Арина Семеновна, безропотно принявшая финогеновское крещение Эрихом, обижалась на Институтку. Институткою же звали ее и за ужимкость ее и за то, что до богадельни долго служила она в институте уборной горничной.

Последним чином - отходником почти всегда выходила Прасковья и платила дань Пете или Жене - королю, и за это много над ней потешались.

Покорно вздыхая, надевала Прасковья свои огромные медные очки и усаживалась за штопанье, а штопанья с каждой стиркой прибавлялось: белье у Финогеновых все было или такая рвань, совестно при других раздеться, или в заплатах.

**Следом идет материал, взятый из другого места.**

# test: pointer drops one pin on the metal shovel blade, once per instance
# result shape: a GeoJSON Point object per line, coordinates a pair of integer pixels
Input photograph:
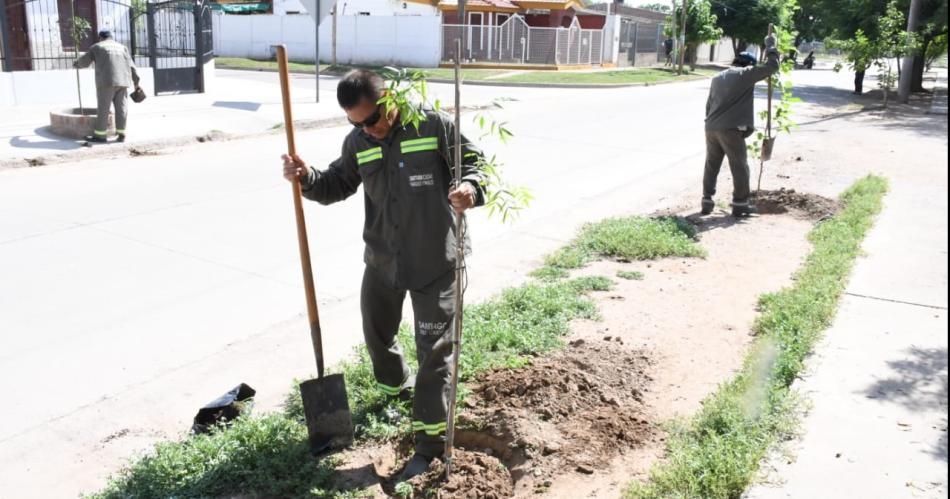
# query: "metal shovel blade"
{"type": "Point", "coordinates": [329, 423]}
{"type": "Point", "coordinates": [767, 145]}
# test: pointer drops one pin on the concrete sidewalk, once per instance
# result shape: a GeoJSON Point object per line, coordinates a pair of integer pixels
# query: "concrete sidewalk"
{"type": "Point", "coordinates": [877, 386]}
{"type": "Point", "coordinates": [234, 104]}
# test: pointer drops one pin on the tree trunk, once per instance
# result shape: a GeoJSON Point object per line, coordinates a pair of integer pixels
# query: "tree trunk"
{"type": "Point", "coordinates": [917, 78]}
{"type": "Point", "coordinates": [917, 75]}
{"type": "Point", "coordinates": [859, 82]}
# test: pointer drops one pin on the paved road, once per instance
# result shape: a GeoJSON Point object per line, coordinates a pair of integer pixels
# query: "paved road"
{"type": "Point", "coordinates": [135, 290]}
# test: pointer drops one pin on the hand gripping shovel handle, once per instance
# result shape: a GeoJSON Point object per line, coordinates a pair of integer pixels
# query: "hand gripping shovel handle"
{"type": "Point", "coordinates": [312, 312]}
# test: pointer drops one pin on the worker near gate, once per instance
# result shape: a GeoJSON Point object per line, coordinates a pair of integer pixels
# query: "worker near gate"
{"type": "Point", "coordinates": [668, 48]}
{"type": "Point", "coordinates": [115, 73]}
{"type": "Point", "coordinates": [411, 202]}
{"type": "Point", "coordinates": [730, 119]}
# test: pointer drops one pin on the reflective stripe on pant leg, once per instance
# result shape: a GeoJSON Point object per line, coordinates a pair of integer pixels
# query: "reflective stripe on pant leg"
{"type": "Point", "coordinates": [381, 308]}
{"type": "Point", "coordinates": [433, 308]}
{"type": "Point", "coordinates": [434, 429]}
{"type": "Point", "coordinates": [121, 102]}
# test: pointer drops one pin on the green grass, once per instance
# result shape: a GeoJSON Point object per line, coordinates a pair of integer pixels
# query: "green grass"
{"type": "Point", "coordinates": [627, 238]}
{"type": "Point", "coordinates": [270, 65]}
{"type": "Point", "coordinates": [620, 76]}
{"type": "Point", "coordinates": [268, 456]}
{"type": "Point", "coordinates": [257, 456]}
{"type": "Point", "coordinates": [717, 453]}
{"type": "Point", "coordinates": [630, 275]}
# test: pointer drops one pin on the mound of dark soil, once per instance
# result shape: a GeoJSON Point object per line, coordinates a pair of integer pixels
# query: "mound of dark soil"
{"type": "Point", "coordinates": [803, 205]}
{"type": "Point", "coordinates": [573, 411]}
{"type": "Point", "coordinates": [475, 475]}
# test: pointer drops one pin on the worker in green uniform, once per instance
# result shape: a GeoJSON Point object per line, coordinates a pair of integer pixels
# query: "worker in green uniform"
{"type": "Point", "coordinates": [411, 201]}
{"type": "Point", "coordinates": [730, 119]}
{"type": "Point", "coordinates": [115, 73]}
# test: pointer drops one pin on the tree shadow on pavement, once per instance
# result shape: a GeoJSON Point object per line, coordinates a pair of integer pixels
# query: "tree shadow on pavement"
{"type": "Point", "coordinates": [918, 382]}
{"type": "Point", "coordinates": [868, 107]}
{"type": "Point", "coordinates": [720, 219]}
{"type": "Point", "coordinates": [52, 141]}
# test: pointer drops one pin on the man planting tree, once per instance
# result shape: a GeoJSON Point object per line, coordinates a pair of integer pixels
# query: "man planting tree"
{"type": "Point", "coordinates": [730, 119]}
{"type": "Point", "coordinates": [411, 201]}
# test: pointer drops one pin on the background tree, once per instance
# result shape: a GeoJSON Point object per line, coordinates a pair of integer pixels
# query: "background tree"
{"type": "Point", "coordinates": [809, 22]}
{"type": "Point", "coordinates": [658, 7]}
{"type": "Point", "coordinates": [747, 21]}
{"type": "Point", "coordinates": [700, 26]}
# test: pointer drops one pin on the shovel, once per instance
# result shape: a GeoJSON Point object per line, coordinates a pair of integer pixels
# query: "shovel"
{"type": "Point", "coordinates": [768, 144]}
{"type": "Point", "coordinates": [329, 423]}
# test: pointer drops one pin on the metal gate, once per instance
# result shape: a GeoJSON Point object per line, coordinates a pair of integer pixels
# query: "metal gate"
{"type": "Point", "coordinates": [179, 43]}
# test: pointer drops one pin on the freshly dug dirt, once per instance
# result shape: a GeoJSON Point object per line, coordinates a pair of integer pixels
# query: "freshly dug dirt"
{"type": "Point", "coordinates": [801, 205]}
{"type": "Point", "coordinates": [475, 475]}
{"type": "Point", "coordinates": [571, 412]}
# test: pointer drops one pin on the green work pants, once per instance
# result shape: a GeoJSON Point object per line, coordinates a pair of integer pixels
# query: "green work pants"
{"type": "Point", "coordinates": [731, 144]}
{"type": "Point", "coordinates": [433, 307]}
{"type": "Point", "coordinates": [106, 97]}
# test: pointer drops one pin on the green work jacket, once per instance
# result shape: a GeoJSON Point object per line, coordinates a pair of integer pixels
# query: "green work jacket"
{"type": "Point", "coordinates": [410, 225]}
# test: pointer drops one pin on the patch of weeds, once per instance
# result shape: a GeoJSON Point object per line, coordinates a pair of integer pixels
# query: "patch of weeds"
{"type": "Point", "coordinates": [529, 319]}
{"type": "Point", "coordinates": [592, 283]}
{"type": "Point", "coordinates": [634, 275]}
{"type": "Point", "coordinates": [403, 489]}
{"type": "Point", "coordinates": [569, 257]}
{"type": "Point", "coordinates": [264, 456]}
{"type": "Point", "coordinates": [547, 273]}
{"type": "Point", "coordinates": [717, 453]}
{"type": "Point", "coordinates": [640, 238]}
{"type": "Point", "coordinates": [629, 238]}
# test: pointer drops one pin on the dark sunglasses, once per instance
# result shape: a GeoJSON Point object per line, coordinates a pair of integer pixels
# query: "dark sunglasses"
{"type": "Point", "coordinates": [372, 120]}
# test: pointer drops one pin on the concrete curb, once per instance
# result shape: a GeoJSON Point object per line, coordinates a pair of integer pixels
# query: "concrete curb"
{"type": "Point", "coordinates": [491, 83]}
{"type": "Point", "coordinates": [154, 147]}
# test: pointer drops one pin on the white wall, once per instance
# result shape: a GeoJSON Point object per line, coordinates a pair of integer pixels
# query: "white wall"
{"type": "Point", "coordinates": [372, 40]}
{"type": "Point", "coordinates": [58, 87]}
{"type": "Point", "coordinates": [355, 7]}
{"type": "Point", "coordinates": [723, 53]}
{"type": "Point", "coordinates": [611, 39]}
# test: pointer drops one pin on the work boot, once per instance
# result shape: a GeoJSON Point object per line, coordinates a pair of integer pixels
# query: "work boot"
{"type": "Point", "coordinates": [416, 466]}
{"type": "Point", "coordinates": [742, 211]}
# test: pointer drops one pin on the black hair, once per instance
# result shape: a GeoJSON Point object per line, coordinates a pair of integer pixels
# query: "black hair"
{"type": "Point", "coordinates": [357, 85]}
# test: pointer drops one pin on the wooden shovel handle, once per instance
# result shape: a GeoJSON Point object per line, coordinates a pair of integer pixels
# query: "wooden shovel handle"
{"type": "Point", "coordinates": [312, 313]}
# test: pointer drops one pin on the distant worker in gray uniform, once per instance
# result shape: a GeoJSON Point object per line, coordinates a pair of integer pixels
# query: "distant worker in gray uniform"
{"type": "Point", "coordinates": [730, 119]}
{"type": "Point", "coordinates": [115, 73]}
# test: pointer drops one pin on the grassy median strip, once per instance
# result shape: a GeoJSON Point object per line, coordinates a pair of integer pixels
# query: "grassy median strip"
{"type": "Point", "coordinates": [717, 453]}
{"type": "Point", "coordinates": [267, 456]}
{"type": "Point", "coordinates": [623, 238]}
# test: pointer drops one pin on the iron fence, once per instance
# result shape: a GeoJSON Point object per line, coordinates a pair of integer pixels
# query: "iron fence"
{"type": "Point", "coordinates": [641, 44]}
{"type": "Point", "coordinates": [39, 34]}
{"type": "Point", "coordinates": [514, 42]}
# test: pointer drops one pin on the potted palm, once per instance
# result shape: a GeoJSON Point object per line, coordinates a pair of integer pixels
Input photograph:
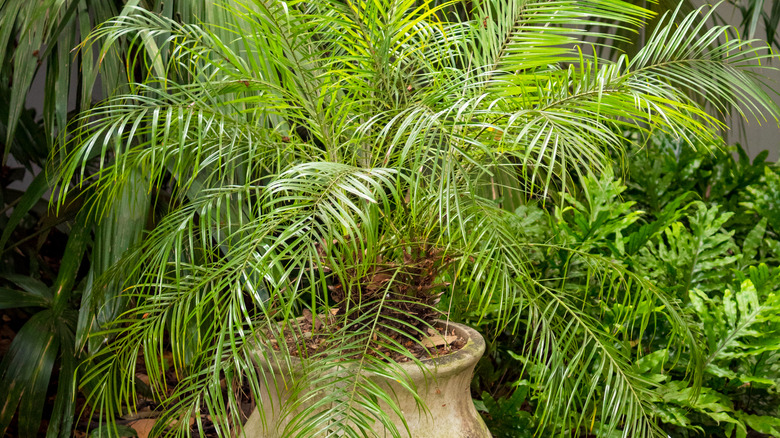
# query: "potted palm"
{"type": "Point", "coordinates": [359, 164]}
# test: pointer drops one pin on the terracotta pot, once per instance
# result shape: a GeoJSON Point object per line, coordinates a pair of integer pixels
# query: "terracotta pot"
{"type": "Point", "coordinates": [443, 386]}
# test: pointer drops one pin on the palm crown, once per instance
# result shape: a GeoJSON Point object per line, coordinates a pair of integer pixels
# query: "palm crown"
{"type": "Point", "coordinates": [362, 159]}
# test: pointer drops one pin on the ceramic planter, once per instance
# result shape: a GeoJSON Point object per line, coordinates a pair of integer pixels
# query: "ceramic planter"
{"type": "Point", "coordinates": [443, 386]}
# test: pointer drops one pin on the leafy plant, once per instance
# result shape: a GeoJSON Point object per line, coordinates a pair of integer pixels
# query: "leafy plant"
{"type": "Point", "coordinates": [357, 159]}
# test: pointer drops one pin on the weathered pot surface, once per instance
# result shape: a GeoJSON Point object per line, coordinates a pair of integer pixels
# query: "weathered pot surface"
{"type": "Point", "coordinates": [443, 386]}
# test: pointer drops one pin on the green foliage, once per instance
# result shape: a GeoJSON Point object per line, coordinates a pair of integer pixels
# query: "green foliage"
{"type": "Point", "coordinates": [46, 339]}
{"type": "Point", "coordinates": [730, 285]}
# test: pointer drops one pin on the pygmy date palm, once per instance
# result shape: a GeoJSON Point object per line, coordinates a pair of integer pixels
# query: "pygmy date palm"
{"type": "Point", "coordinates": [362, 161]}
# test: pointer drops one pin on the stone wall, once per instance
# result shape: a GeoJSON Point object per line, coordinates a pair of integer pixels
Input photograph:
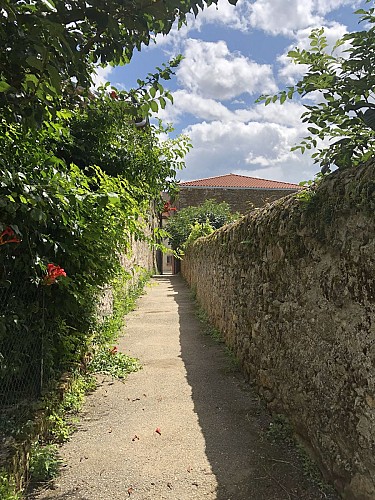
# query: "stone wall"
{"type": "Point", "coordinates": [240, 200]}
{"type": "Point", "coordinates": [292, 288]}
{"type": "Point", "coordinates": [140, 259]}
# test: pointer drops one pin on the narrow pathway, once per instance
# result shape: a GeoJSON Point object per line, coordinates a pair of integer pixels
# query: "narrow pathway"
{"type": "Point", "coordinates": [184, 427]}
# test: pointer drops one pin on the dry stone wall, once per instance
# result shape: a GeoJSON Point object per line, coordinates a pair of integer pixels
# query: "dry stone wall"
{"type": "Point", "coordinates": [292, 288]}
{"type": "Point", "coordinates": [239, 200]}
{"type": "Point", "coordinates": [140, 259]}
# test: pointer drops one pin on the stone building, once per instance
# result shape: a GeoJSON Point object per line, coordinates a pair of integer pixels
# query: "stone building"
{"type": "Point", "coordinates": [241, 192]}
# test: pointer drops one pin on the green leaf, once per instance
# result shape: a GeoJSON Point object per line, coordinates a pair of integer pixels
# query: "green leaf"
{"type": "Point", "coordinates": [4, 86]}
{"type": "Point", "coordinates": [154, 106]}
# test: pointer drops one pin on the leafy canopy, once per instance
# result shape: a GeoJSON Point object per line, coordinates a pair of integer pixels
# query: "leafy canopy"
{"type": "Point", "coordinates": [48, 44]}
{"type": "Point", "coordinates": [208, 215]}
{"type": "Point", "coordinates": [342, 121]}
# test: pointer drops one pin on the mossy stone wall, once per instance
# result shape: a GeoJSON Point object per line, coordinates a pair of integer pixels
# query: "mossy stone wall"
{"type": "Point", "coordinates": [292, 288]}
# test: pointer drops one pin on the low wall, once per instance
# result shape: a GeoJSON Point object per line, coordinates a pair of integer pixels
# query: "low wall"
{"type": "Point", "coordinates": [239, 200]}
{"type": "Point", "coordinates": [292, 288]}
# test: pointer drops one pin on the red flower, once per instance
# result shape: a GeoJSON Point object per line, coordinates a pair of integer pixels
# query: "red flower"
{"type": "Point", "coordinates": [168, 207]}
{"type": "Point", "coordinates": [53, 272]}
{"type": "Point", "coordinates": [8, 236]}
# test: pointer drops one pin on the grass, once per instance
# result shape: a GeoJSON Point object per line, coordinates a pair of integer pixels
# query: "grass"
{"type": "Point", "coordinates": [281, 431]}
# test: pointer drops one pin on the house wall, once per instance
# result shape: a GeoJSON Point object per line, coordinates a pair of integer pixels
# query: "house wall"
{"type": "Point", "coordinates": [240, 200]}
{"type": "Point", "coordinates": [292, 288]}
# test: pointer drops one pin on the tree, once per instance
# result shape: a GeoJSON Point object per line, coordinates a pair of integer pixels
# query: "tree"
{"type": "Point", "coordinates": [48, 44]}
{"type": "Point", "coordinates": [180, 225]}
{"type": "Point", "coordinates": [345, 114]}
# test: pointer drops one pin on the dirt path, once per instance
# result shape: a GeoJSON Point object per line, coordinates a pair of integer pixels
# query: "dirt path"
{"type": "Point", "coordinates": [212, 442]}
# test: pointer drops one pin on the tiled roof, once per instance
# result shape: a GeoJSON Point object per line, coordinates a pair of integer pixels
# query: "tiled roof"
{"type": "Point", "coordinates": [239, 181]}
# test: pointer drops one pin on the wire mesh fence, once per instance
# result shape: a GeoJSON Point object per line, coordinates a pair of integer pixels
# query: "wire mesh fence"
{"type": "Point", "coordinates": [22, 323]}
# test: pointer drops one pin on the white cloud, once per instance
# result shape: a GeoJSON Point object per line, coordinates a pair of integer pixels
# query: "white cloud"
{"type": "Point", "coordinates": [287, 17]}
{"type": "Point", "coordinates": [223, 147]}
{"type": "Point", "coordinates": [101, 75]}
{"type": "Point", "coordinates": [212, 71]}
{"type": "Point", "coordinates": [281, 17]}
{"type": "Point", "coordinates": [225, 14]}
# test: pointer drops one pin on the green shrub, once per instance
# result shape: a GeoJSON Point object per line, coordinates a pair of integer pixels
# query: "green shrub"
{"type": "Point", "coordinates": [7, 487]}
{"type": "Point", "coordinates": [44, 463]}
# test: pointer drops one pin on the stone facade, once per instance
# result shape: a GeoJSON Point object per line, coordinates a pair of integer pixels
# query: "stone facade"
{"type": "Point", "coordinates": [239, 199]}
{"type": "Point", "coordinates": [292, 288]}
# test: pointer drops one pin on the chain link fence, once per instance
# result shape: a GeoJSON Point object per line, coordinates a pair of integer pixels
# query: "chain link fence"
{"type": "Point", "coordinates": [22, 356]}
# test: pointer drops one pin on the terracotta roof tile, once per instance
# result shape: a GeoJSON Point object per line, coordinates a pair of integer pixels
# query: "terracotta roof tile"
{"type": "Point", "coordinates": [239, 181]}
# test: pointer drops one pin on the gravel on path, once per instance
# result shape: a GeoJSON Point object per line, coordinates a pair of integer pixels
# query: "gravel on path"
{"type": "Point", "coordinates": [184, 427]}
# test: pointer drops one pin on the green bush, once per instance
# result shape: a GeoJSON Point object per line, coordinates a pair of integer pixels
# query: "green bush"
{"type": "Point", "coordinates": [180, 225]}
{"type": "Point", "coordinates": [44, 463]}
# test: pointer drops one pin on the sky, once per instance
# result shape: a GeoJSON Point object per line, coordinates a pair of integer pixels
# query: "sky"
{"type": "Point", "coordinates": [232, 54]}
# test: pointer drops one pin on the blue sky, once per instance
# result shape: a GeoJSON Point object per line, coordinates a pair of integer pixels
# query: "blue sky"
{"type": "Point", "coordinates": [232, 55]}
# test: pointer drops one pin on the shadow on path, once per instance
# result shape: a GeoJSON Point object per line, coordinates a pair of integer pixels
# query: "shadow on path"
{"type": "Point", "coordinates": [247, 465]}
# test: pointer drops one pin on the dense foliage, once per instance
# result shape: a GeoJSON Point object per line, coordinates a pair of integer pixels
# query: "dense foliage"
{"type": "Point", "coordinates": [77, 172]}
{"type": "Point", "coordinates": [198, 220]}
{"type": "Point", "coordinates": [342, 84]}
{"type": "Point", "coordinates": [48, 45]}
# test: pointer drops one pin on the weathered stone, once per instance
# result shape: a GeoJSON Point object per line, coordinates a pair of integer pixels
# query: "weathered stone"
{"type": "Point", "coordinates": [299, 279]}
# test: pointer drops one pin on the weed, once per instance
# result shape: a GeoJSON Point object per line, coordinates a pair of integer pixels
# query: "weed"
{"type": "Point", "coordinates": [7, 487]}
{"type": "Point", "coordinates": [233, 364]}
{"type": "Point", "coordinates": [111, 362]}
{"type": "Point", "coordinates": [208, 329]}
{"type": "Point", "coordinates": [44, 463]}
{"type": "Point", "coordinates": [280, 430]}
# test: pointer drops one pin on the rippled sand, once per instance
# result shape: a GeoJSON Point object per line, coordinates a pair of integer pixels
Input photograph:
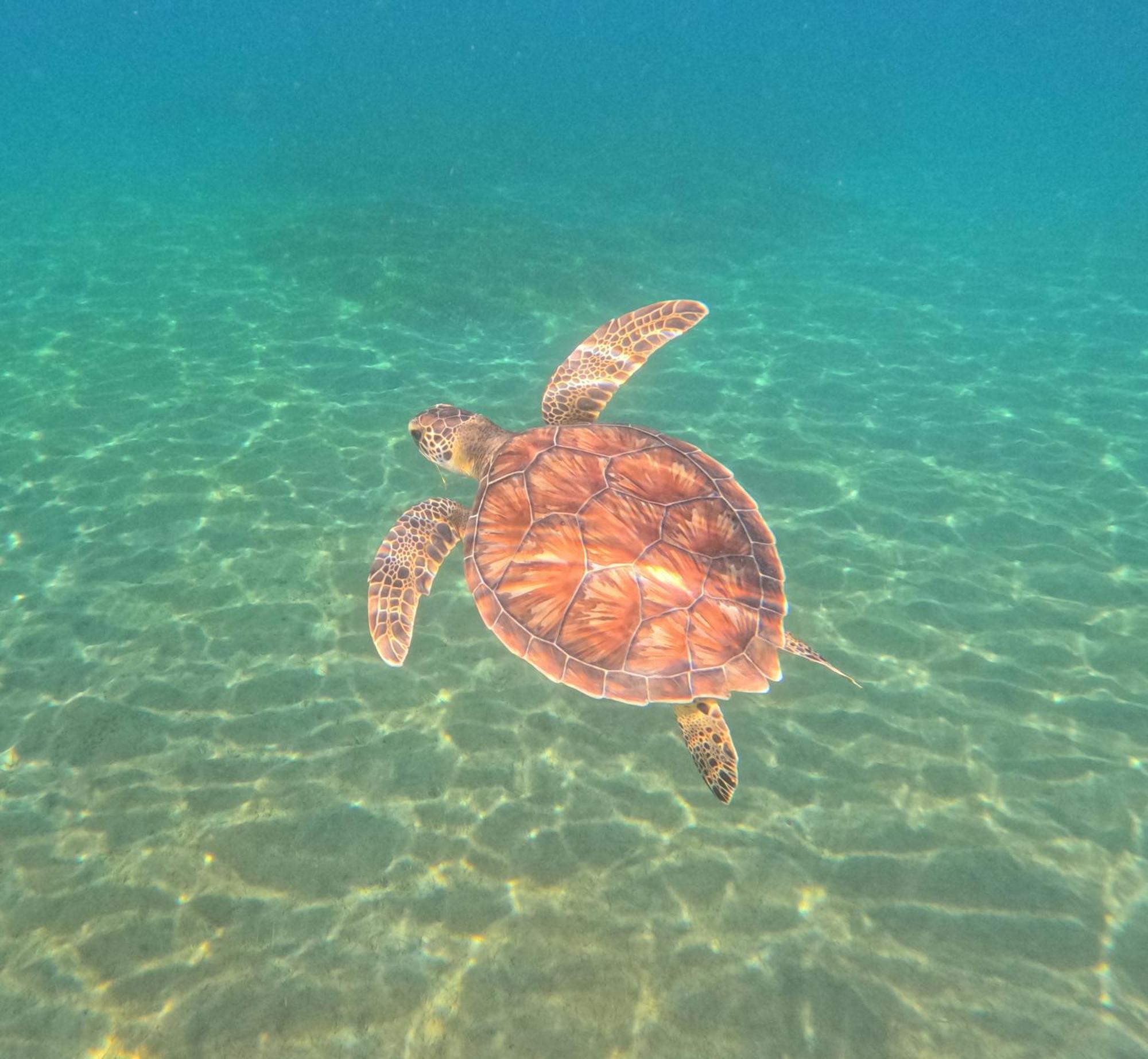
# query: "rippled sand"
{"type": "Point", "coordinates": [229, 829]}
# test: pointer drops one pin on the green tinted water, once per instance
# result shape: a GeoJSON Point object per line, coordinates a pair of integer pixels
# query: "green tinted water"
{"type": "Point", "coordinates": [229, 829]}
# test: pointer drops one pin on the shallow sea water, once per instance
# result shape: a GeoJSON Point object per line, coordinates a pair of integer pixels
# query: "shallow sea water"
{"type": "Point", "coordinates": [229, 829]}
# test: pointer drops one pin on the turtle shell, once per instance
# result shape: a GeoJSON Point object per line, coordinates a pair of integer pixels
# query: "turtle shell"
{"type": "Point", "coordinates": [627, 564]}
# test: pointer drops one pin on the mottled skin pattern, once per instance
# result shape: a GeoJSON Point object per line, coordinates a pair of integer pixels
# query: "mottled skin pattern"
{"type": "Point", "coordinates": [708, 739]}
{"type": "Point", "coordinates": [591, 376]}
{"type": "Point", "coordinates": [405, 568]}
{"type": "Point", "coordinates": [617, 560]}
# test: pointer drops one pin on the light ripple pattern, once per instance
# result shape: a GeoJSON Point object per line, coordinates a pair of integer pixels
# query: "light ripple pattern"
{"type": "Point", "coordinates": [229, 829]}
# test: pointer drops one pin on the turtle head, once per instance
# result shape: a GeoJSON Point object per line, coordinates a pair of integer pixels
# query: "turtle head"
{"type": "Point", "coordinates": [456, 439]}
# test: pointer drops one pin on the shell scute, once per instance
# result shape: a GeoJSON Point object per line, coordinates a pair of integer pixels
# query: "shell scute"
{"type": "Point", "coordinates": [720, 630]}
{"type": "Point", "coordinates": [505, 518]}
{"type": "Point", "coordinates": [602, 618]}
{"type": "Point", "coordinates": [618, 527]}
{"type": "Point", "coordinates": [517, 453]}
{"type": "Point", "coordinates": [670, 578]}
{"type": "Point", "coordinates": [547, 658]}
{"type": "Point", "coordinates": [662, 647]}
{"type": "Point", "coordinates": [606, 440]}
{"type": "Point", "coordinates": [627, 687]}
{"type": "Point", "coordinates": [662, 475]}
{"type": "Point", "coordinates": [563, 480]}
{"type": "Point", "coordinates": [710, 527]}
{"type": "Point", "coordinates": [539, 585]}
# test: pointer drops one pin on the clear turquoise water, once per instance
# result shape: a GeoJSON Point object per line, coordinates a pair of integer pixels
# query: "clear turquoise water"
{"type": "Point", "coordinates": [241, 245]}
{"type": "Point", "coordinates": [229, 829]}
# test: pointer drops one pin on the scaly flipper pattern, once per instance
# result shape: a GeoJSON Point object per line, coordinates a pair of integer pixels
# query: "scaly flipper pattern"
{"type": "Point", "coordinates": [405, 568]}
{"type": "Point", "coordinates": [709, 741]}
{"type": "Point", "coordinates": [803, 650]}
{"type": "Point", "coordinates": [591, 376]}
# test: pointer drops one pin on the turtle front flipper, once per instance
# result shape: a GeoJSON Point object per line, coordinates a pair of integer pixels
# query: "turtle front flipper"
{"type": "Point", "coordinates": [708, 739]}
{"type": "Point", "coordinates": [591, 376]}
{"type": "Point", "coordinates": [405, 568]}
{"type": "Point", "coordinates": [803, 650]}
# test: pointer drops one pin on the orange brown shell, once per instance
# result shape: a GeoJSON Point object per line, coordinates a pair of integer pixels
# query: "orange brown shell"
{"type": "Point", "coordinates": [626, 564]}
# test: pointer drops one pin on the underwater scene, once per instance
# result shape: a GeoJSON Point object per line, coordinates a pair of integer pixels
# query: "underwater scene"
{"type": "Point", "coordinates": [241, 251]}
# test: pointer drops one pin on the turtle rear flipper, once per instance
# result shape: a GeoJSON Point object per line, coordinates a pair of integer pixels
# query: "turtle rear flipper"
{"type": "Point", "coordinates": [803, 650]}
{"type": "Point", "coordinates": [591, 376]}
{"type": "Point", "coordinates": [405, 569]}
{"type": "Point", "coordinates": [709, 741]}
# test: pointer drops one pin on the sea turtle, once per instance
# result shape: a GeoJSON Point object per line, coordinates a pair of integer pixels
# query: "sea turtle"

Вечерами Финогеновы отправлялись или на бульвары - на музыку, или ко всенощной - к храмовому празднику. Церквей в городе было столько, сколько гордовских будок, если не больше, и уж редкий день где-нибудь да не праздновали храм.

В церковь к празднику и на бульвары уходили Финогеновы уже не как пчелы на цветы, а как шмели какие-то.

За всенощной время проходило весело: с большим трудом протолкавшись к амвону, повертывали Финогеновы обратно к паперти, а дойдя до самых дверей паперти, толклись опять к амвону, и при этом действовали вовсю - и давили на ноги и локтями работали.

- Бешеные! - огрызались на них молящиеся, - бешеные огорелышевцы!

А это подбавляло Финогеновым еще большей прыти, огрызались и переругивались, и незаметно, будто только по неосторожности - за давкою, пускали в ход кулаки.

Весело бывало за всенощной у праздника, а на бульварах на музыке еще веселее.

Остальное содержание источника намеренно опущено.